Europe Protests Progress

Europe Protests Progress

Striking taxi drivers snarled traffic in several European cities yesterday in a show of solidarity against a common threat. Unlike other protests of the past few years which have largely been against austerity measures, this time workers from London, Paris, Berlin and Madrid were unified against Uber.

A smartphone app that connects drivers and passengers in a ridesharing program, Uber has already made strong headway in many other countries. Of course, it has also already met strong resistance from taxi drivers looking to protect themselves from a new competitor.

The public’s reaction has been mostly unified with the view that taxi drivers are just trying to protect their turf, and that this is on balance harmful for consumers.
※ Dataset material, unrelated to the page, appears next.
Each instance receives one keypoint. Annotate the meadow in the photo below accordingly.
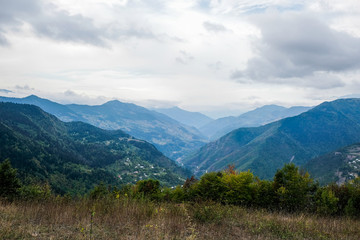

At the same time, though, one could also sympathize with these poor taxi drivers. Imagine you were in an industry with high barriers to entry imposed by the local city’s government. You needed to go through a licensing program and pay a fee to be able to legally call yourself a taxi driver, and to pick up customers. Then, seemingly out of the blue, something happens which causes your initial “investment” to decline in value.

The arrival of Uber changes the rules of the game for taxi drivers. I would be upset too if this happened in my own line of work.

Still, chagrin over a new competitor that removes the old rationale for why you paid such a high levy to enter an industry is not a reason to not allow the new competitor in. If anything, the ire that taxi drivers have should be directed at the local city governments that imposed strict licensing requirements on them in the past. It was these laws that unnecessarily increased the costs to enter the industry. It is also these old laws that are now making a new low-cost competitor in the taxi world so threatening.

We can’t change the past. The costs that taxi drivers have already incurred to enter their industry cannot be reversed. But we can at least take this as a lesson for the future. Licensing requirements raise the cost of entry to a given industry, and protect the profits earned by the people already a part of it. These requirements also make it unusually painful for those that completed them when a new competitor shows up.

If you want to remove the pain these types of regulations cause, don’t stop new competitors from competing – remove the regulations!